Artık kim olduğumu biliyorum. Nereden geldiğimi de. İsmim Lerzan. Kanderal ailesindenim. Ve pek çok şeyden önemlisi, Savaş Alaz Kanderal'ın kız kardeşiyim.... Özenle korunmasına rağmen yılların sayfalara sinip yıprattığı kalın ajandayı, günlüğü, ellerimin arasında özenle tutuyorum. Artık kendi dünyamı, geçmişimi ve en önemlisi doğrudan kendimi yeniden inşa ediyorum... fakat doğum nasıl anne için sancılıysa kendimi baştan yaratan ben olduğuma göre doğumum da benim için oldukça sancılı. Canım acıyor. Başım dönüyor. Sabah vakti olmasına rağmen kupamın dibinde kalan sıcak kahveyi kafama dikiyorum. Tiksinmesem, kendime yakıştırsam bütün bunlara kısa süreliğine ara vermek için farklı yollara başvuracağım ama yapamıyorum. Günlerdir kafamın içinde kendimle kavga ediyorum. Hamdım, pişiyordum ve nihayet yanacaktım. Ateşin yakınlarda olduğunu hissedebiliyordum. Odamın içinde günlerdir birileri vardı. Konuşuyorlardı, dolaşıyorlardı, kavga ediyor, barışıyorlardı; ben onları izliyordum. Geçmişi tekrar yaşıyordum. Onları konuşturan, onlara benim gözlerimde, benim zihnimde hayat veren de işte elimdeki kalın ajandaydı. Geçmiş sayfaların arasından pıtır pıtır kaçıp odama dökülüyordu.

***

''Aman ya!'' diye bağırdı ve elindeki dolu, kalın camdan yapılma su şişesini Karer'e fırlattı Barlas. Bir anlık öfkeyle davranmış, canını yakmak istememişti fakat parmaklarının arasından kayan şişe, Karer'in yüzüne isabet etmişti. Şişenin Karer'in yüzüne çarparken çıkardığı tok ses, Barlas'ın okkalı bir küfür için açtığı ağzını kapamasına neden oldu. O ne fena sesti! Elinin yarısı sağ gözünün üzerine kapadı, diğer yarısı -parmakları- alnını kavradı, Karer'in yalpalayan, şaşkın hali onu korkutsa da gururundan ona doğru adım atmadı. Esasen adım atmasına da gerek yoktu, seslerini duyan Savaş ağabeyleri çoktan odaya dalmıştı. Odaya girdiği gibi bakışları gözünü tutan, kamburunu çıkarmış Karer'i buldu. Barlas'a kısa, mümkün olduğunca sert olmayan bir bakış atıp Karer'in yanına koşmuştu. On dört yaşında olmasına rağmen yaşına göre oldukça uzun boylu olan Karer'in üzerine hafifçe eğilmesi yetmişti. Barlas'ın ona fırlattığı su şişesinin kapağı gözüne fena çarpmıştı.

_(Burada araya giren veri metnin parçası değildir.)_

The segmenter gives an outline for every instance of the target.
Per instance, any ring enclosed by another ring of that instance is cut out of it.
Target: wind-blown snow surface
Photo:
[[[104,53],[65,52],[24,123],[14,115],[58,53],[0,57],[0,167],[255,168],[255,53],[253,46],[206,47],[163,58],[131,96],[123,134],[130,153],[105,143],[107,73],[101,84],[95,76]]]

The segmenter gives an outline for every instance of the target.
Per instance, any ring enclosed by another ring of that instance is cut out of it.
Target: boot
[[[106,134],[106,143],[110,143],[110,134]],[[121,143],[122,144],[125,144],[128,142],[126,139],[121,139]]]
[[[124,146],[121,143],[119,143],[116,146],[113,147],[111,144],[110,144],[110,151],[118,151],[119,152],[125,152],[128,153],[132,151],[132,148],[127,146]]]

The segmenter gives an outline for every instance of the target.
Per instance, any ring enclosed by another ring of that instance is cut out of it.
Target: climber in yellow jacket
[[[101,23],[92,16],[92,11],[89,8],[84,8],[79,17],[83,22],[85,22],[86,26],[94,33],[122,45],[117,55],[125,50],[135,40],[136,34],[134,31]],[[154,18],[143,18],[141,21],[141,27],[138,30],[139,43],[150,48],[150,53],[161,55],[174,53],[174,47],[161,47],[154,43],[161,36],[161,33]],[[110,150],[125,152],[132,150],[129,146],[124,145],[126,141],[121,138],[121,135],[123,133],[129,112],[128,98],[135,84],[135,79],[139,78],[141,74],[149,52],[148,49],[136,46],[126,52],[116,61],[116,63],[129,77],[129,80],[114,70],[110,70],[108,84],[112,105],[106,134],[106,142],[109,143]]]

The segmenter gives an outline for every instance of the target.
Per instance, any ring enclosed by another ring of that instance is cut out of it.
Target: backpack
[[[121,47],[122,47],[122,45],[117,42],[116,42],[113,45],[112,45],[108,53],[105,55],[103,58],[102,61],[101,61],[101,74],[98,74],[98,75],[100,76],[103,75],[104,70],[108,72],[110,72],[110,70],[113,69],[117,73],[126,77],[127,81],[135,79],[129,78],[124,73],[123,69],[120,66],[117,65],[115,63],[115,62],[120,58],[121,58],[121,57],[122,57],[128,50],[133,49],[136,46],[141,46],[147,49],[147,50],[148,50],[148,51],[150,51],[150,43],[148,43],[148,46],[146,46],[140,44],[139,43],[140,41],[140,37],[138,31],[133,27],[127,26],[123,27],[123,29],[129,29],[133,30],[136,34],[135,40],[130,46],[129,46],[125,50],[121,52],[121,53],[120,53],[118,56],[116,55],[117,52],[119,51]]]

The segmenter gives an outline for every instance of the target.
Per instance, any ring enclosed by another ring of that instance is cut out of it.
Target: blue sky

Savaş Karer'in elini gözünün üzerinden çekip gözünün durumuna bakmaya çalışadursun, sesleri duyan ve bir elinde kitap, diğer elinde kurabiyeyle odaya giren Gazanfer odadakilere şöyle bir bakıp durumu anlamaya çalıştı ve anladı da. Kurabiyesini ve kitabını odadaki ahşap masanın üzerine bırakıp Karer'e doğru yürürken, ''Ne o, yakışıklılığında gedik açmak mı istedin?'' diye takıldı Barlas'a. Böyle bir durumda ikisi de Karer'in başına toplanacaktı ve Barlas'ın korkmasını istemiyordu. Kendinden emin görünmeye çalışan Barlas, omuz silkip çatık kaşlarla başını yere eğince Karer'in yanına giden Gazanfer, ''Sen Barlas'la kal. Ben bir gözüne bakayım...'' dedi Savaş'a ve Savaş yanlarından ayrılırken devam etti: ''Burası göz çukuru ya, kardeşin çukuru biraz daha derinleştirmek istedi herhalde.'' deyip sağlam gözüyle ona bakmaya çalışan, oflayıp puflayan Karer'e göz kırptı.